A self-hosted RAG system for querying codebases with AI. Index your code locally, search with semantic meaning, and get context-aware answers using local or cloud LLMs.
Built for developers who want:
- Privacy – Your code never leaves your machine
- Zero subscriptions – Run entirely on local models (no monthly fees)
- Flexibility – Switch between local and cloud LLMs as needed
Works offline with local models or integrates with OpenAI-compatible APIs. Your data, your infrastructure, your choice.
Key features: Local embeddings • Fast vector search (HNSWLib) • SQLite metadata • JWT auth • HTTP API • Single JSON config
Download release | Quick start
GitHub Copilot: $10–20/month, cloud-only, limited customization
PhenixCode: Free with local models or your own APIs, fully customizable
Note: PhenixCode focuses on chat-based code assistance, not inline code completion.
Core Functionality:
- Lightweight tokenization
- Smart chunking with overlap
- Local embeddings (llama-server + any choice of embedding model)
- Both local and remote completion models of your choice
- Fast vector search (Hnswlib with cosine similarity)
- Metadata storage (SQLite)
- Incremental updates with file tracking
- CLI + HTTP API
API & Server:
- HTTP API server (httplib)
- REST endpoints (/api/search, /api/chat, /api/embed)
- Metrics endpoint (JSON + Prometheus format)
- Health checks
- Graceful shutdown
Security:
- JWT token authentication
- Password management (CLI-based)
- Protected admin endpoints
- Hashed password storage
Deployment & Operations:
- Console setup wizard (interactive)
- Web setup wizard (password protected)
- Service installation scripts (Windows/Linux/macOS)
- Structured logging (output.log + diagnostics.log)
- Auto-start on boot (systemd/NSSM/LaunchAgent)
- Release packaging (build_rel scripts)
Configuration:
- Template-based settings.json
- Environment variable overrides
- CLI parameter support
- Multiple source types (directories, files, URLs)
- Download the latest release for your platform
- Extract the package.

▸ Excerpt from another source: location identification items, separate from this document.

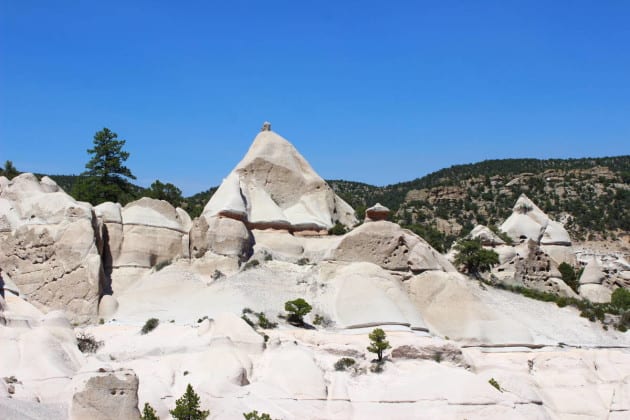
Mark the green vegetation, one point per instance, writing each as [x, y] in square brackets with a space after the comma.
[253, 415]
[297, 309]
[150, 325]
[148, 413]
[9, 170]
[251, 264]
[261, 319]
[303, 261]
[479, 194]
[620, 299]
[344, 363]
[378, 343]
[495, 384]
[167, 192]
[570, 276]
[187, 407]
[474, 257]
[162, 264]
[592, 311]
[87, 343]
[337, 229]
[106, 175]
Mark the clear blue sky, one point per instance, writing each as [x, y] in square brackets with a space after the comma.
[370, 91]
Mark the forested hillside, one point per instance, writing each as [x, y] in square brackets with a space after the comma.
[591, 196]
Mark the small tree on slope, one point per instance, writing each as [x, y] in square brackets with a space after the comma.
[474, 257]
[378, 343]
[187, 407]
[148, 413]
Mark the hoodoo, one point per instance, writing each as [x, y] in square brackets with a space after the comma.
[275, 187]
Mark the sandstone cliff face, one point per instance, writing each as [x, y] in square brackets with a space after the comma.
[388, 245]
[275, 187]
[48, 245]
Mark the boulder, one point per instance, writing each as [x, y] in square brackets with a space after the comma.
[361, 285]
[107, 396]
[486, 236]
[596, 293]
[592, 273]
[153, 232]
[220, 235]
[275, 187]
[527, 221]
[388, 245]
[376, 212]
[48, 246]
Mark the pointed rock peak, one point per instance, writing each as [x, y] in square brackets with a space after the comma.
[486, 236]
[376, 212]
[593, 273]
[527, 221]
[524, 205]
[273, 186]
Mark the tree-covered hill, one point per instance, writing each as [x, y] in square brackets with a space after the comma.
[590, 195]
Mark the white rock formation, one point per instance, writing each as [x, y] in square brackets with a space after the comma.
[376, 212]
[275, 187]
[48, 246]
[592, 273]
[486, 236]
[107, 396]
[393, 248]
[527, 221]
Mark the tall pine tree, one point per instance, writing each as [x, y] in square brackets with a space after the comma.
[106, 178]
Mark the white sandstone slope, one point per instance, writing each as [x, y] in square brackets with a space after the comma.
[527, 221]
[275, 187]
[49, 246]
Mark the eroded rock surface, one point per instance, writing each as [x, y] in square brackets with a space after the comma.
[48, 245]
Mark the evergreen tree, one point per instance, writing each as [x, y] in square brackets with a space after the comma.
[9, 170]
[168, 192]
[105, 178]
[378, 343]
[148, 413]
[474, 257]
[297, 309]
[187, 407]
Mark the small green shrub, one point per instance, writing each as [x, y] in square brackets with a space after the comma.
[569, 276]
[264, 323]
[187, 407]
[162, 264]
[253, 415]
[87, 343]
[344, 363]
[251, 264]
[495, 384]
[337, 229]
[378, 343]
[150, 325]
[377, 367]
[620, 299]
[148, 413]
[322, 320]
[249, 321]
[297, 309]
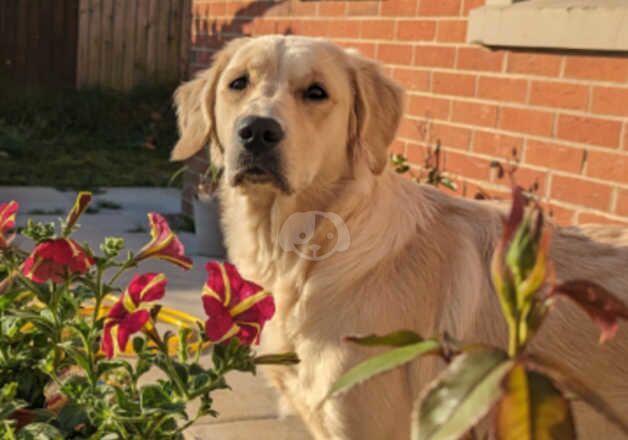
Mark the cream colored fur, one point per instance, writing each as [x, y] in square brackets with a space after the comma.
[418, 259]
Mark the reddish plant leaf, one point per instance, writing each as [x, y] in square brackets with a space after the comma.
[603, 307]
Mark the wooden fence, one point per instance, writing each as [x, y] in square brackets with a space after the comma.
[126, 42]
[38, 41]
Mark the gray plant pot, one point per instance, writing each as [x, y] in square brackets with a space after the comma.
[209, 239]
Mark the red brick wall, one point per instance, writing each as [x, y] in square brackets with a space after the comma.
[566, 113]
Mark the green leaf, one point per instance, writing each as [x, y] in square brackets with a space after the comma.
[461, 395]
[154, 397]
[39, 431]
[382, 363]
[533, 409]
[78, 357]
[568, 382]
[395, 339]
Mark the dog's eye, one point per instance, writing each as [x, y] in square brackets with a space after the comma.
[315, 93]
[239, 83]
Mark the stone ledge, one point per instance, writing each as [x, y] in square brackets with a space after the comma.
[556, 24]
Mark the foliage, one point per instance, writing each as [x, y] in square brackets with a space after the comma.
[431, 171]
[105, 138]
[61, 375]
[529, 395]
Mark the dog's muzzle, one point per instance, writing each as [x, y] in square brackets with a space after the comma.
[258, 160]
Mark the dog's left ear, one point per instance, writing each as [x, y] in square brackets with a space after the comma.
[194, 101]
[377, 111]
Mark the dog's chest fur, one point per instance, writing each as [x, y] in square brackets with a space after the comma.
[425, 268]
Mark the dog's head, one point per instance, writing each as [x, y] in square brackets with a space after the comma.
[284, 112]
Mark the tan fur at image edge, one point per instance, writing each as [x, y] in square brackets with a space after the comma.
[418, 259]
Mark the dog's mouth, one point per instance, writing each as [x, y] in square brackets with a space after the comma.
[257, 174]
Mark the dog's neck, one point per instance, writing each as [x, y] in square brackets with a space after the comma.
[253, 222]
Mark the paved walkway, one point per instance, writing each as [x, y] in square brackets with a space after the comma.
[250, 410]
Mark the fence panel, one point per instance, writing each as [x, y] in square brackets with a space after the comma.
[123, 43]
[38, 41]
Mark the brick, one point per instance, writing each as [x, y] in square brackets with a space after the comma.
[412, 79]
[397, 147]
[416, 153]
[382, 29]
[503, 89]
[452, 31]
[439, 8]
[499, 145]
[434, 56]
[269, 9]
[610, 100]
[332, 9]
[313, 27]
[451, 136]
[557, 94]
[285, 27]
[415, 30]
[475, 114]
[235, 7]
[303, 9]
[527, 121]
[593, 218]
[589, 130]
[362, 8]
[346, 29]
[555, 156]
[465, 165]
[365, 49]
[534, 63]
[622, 202]
[529, 178]
[581, 192]
[217, 9]
[601, 68]
[426, 106]
[608, 166]
[475, 58]
[469, 5]
[394, 53]
[409, 129]
[398, 8]
[560, 215]
[453, 84]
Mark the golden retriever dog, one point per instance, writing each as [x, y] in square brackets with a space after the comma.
[312, 212]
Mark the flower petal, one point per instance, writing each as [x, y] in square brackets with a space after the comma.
[130, 324]
[147, 287]
[164, 244]
[80, 205]
[219, 321]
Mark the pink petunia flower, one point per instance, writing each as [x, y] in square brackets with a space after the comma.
[234, 306]
[131, 312]
[164, 244]
[53, 259]
[7, 222]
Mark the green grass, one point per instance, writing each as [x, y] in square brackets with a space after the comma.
[86, 139]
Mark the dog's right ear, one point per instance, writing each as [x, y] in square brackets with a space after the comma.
[194, 102]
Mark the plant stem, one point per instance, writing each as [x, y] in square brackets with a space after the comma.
[154, 336]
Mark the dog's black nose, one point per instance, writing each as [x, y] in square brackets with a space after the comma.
[259, 134]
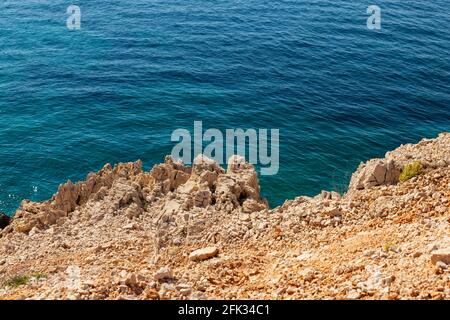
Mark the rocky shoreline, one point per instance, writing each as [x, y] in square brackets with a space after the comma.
[204, 232]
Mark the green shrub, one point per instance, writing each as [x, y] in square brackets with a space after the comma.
[17, 281]
[411, 170]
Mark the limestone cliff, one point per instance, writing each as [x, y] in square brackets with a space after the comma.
[204, 232]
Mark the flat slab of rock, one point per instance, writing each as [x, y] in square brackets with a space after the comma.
[203, 254]
[441, 255]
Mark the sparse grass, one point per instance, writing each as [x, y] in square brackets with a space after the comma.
[39, 276]
[21, 280]
[411, 170]
[17, 281]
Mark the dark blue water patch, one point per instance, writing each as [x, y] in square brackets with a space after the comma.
[114, 91]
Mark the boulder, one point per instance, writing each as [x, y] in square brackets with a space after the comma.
[4, 220]
[373, 173]
[441, 255]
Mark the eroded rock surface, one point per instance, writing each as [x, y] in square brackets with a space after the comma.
[203, 232]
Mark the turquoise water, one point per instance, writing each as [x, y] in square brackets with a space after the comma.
[114, 91]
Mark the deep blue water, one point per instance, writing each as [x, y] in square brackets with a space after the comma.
[70, 101]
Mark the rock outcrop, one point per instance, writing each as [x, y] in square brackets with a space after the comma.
[4, 220]
[180, 232]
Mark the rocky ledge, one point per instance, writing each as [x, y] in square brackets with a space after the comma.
[203, 232]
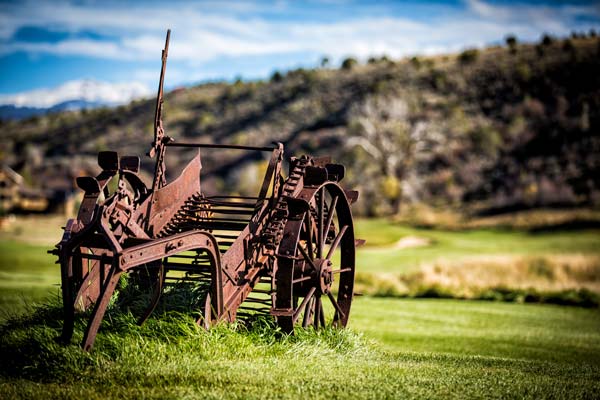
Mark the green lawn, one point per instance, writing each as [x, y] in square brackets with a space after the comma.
[380, 254]
[394, 348]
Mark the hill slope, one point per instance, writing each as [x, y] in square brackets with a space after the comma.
[502, 128]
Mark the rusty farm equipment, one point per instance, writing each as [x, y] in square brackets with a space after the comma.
[287, 253]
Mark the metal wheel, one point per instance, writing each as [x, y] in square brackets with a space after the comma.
[316, 261]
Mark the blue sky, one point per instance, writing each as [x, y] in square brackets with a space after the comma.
[45, 44]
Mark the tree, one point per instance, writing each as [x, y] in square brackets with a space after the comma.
[383, 130]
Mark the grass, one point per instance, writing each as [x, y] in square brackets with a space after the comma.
[381, 255]
[393, 349]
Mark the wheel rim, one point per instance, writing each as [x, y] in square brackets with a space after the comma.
[315, 278]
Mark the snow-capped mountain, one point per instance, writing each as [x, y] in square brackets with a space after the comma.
[73, 95]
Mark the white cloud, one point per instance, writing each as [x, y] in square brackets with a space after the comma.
[205, 32]
[89, 90]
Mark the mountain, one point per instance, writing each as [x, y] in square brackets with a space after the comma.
[483, 131]
[70, 96]
[11, 112]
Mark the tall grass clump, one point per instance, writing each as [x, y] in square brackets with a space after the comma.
[170, 347]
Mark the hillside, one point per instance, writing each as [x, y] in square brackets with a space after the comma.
[504, 128]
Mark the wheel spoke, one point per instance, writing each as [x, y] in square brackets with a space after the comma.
[329, 217]
[308, 312]
[321, 216]
[318, 312]
[309, 232]
[307, 258]
[303, 305]
[336, 242]
[321, 314]
[336, 305]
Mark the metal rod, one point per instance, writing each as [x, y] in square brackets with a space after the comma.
[336, 305]
[336, 242]
[338, 271]
[219, 146]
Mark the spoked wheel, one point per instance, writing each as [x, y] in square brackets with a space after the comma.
[316, 261]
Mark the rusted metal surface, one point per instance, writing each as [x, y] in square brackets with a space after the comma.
[287, 253]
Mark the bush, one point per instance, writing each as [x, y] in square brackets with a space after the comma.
[349, 63]
[468, 56]
[547, 40]
[276, 77]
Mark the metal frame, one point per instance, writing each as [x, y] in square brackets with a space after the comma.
[254, 255]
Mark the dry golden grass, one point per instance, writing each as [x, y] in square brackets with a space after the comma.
[476, 277]
[546, 274]
[425, 216]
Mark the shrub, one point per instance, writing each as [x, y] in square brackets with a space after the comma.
[349, 63]
[276, 77]
[511, 42]
[547, 40]
[468, 56]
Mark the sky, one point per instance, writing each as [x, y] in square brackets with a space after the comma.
[50, 49]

The included
settings.jsonis pre-configured for a local, private setup. - Start Local LLMs: Since the default configuration uses local models, you must start the necessary servers first.
The simplest way is using llama-server (or a similar tool):
# 1. Start Embedding Server (e.g., CodeRankEmbed)
# The current settings.json is configured for this default:
./llama-server -m ./coderankembed-q4_k_m.gguf --embedding --pooling cls -ub 8192 --port 8584 &
# 2. Start Generation Server (e.g., Qwen)
# The current settings.json is configured for this default:
./llama-server -m ./qwen2.5-coder-1.5b-instruct-q4_k_m.gguf -c 32768 --port 8585 -np 1 &
Note: To use a cloud API (like Mistral or OpenAI), simply ensure the corresponding environment variable (e.g., ${MISTRAL_API_KEY}) is set.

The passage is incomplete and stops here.